Quinta-feira, 14 de dezembro, 11h, Rui Rosinha sai de maca da Unidade de
Queimados do Hospital Universitário de Coimbra. Há seis meses, pelas
06h10 de 18 de junho, depois do acidente do veículo dos bombeiros de
Castanheira de Pera contra um carro de Lisboa, depois de ter engolido
fogo e ter visto as mãos a derreterem como cera e de dez horas a vaguear
à procura de socorro, Rui dera entrada no Hospital da Prelada do Porto.
Ia sedado, queimado. Seguiram-se dois meses e meio de coma. Muita dor e
incerteza. E quando recuperou a consciência, a primeira imagem que viu
foi do dedo em riste de António a proibi-lo de morrer. Assim que
conseguiu, perguntou por Gonçalo. E percebeu que o amigo já não estava ali.

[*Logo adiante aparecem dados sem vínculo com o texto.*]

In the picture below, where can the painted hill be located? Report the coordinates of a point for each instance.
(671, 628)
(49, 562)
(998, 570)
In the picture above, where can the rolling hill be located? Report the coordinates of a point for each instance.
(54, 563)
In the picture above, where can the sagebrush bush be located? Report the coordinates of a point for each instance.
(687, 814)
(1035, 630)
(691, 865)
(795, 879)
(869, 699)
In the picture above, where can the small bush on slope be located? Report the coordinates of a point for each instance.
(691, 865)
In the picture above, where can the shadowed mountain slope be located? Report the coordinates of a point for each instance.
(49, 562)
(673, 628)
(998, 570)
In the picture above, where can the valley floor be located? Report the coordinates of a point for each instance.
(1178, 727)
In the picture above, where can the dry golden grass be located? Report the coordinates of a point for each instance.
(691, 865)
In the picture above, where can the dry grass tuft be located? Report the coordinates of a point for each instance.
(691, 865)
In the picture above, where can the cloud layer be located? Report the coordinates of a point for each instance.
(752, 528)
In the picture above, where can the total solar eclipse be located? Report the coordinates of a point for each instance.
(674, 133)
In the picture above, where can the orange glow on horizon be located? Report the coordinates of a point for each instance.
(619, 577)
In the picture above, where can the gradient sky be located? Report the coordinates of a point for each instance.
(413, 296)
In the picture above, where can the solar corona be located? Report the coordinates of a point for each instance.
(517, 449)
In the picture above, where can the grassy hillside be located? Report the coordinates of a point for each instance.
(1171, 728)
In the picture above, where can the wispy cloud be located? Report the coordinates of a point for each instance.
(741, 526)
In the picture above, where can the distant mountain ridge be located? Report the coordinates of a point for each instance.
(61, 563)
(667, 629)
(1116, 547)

Esta quinta-feira, na ambulância a caminho de casa, em Castanheira de
Pera, Rui Rosinha começou a chorar quando viu a imensidão de terrenos
com árvores queimadas. Tomou consciência de que enquanto estivera
fechado em quartos de hospitais a recuperar, a natureza da sua terra de
origem não tivera a mesma oportunidade. Ainda de pé, mas queimadas, as
árvores esperam pelo corte e exibem a passagem do fogo, num testemunho
de dor. Deitado na maca, a caminho de casa, Rui percebeu que aquela é
uma ferida que vai levar muito tempo a sarar.

No quartel de Castanheira de Pera, amigos e família receberam Rui
Rosinha, depois de seis meses de ausência Foto D.R.
Há uma ferida sempre pronta a reabrir. Na curva do acidente entre o
carro de Manuel Almeida e Maria Cipriana, Rui Rosinha pede para a
ambulância parar. Lá dentro, só ele, a mulher - Marina - e dois colegas
bombeiros. Abrem as portas do veículo e, no frio, Rui chora, lembra,
agradece e decide: “Não vou deixar que se esqueça o que aconteceu”, diz
ao Expresso, numa declaração prestada escassas horas depois de ter
enfrentado outra vez o local onde quase morrera.

Rui Rosinha com a mulher, Marina, no hospital Foto Ana Baião
Da EN 236-1 levaram-no para o quartel dos bombeiros de Castanheira de
Pera. Uma faixa de boas-vindas pendurada e muitos amigos e familiares
aguardavam-no. O filho mais novo. Nem o filho mais velho, na escola, nem
nenhum dos colegas que partilharam com ele aquele acidente conseguiram
lá estar. A alta inesperada pregou-lhes uma partida. Filipa está
internada, o comandante Tomé na fisioterapia, Tomé filho a trabalhar.
Gonçalo morreu-lhes.
Seis meses depois, quem consegue avança. Foram seis meses de dor e há um
silêncio que se rompe, como pode ver num documentário que o Expresso
Diário vai publicar esta sexta-feira e que foi preparado com as pessoas
que, generosamente, aceitaram falar e contar o que ainda não se contara:
a dor vista por dentro. Na intimidade das casas, das fotos privadas, das
cerimónias de família. Porque é lembrando o sofrimento que se confronta
todo um país com uma noite de morte e perda. Há 66 pessoas que faltam em
Portugal depois do incêndio de Pedrógão Grande. E vão continuar a faltar.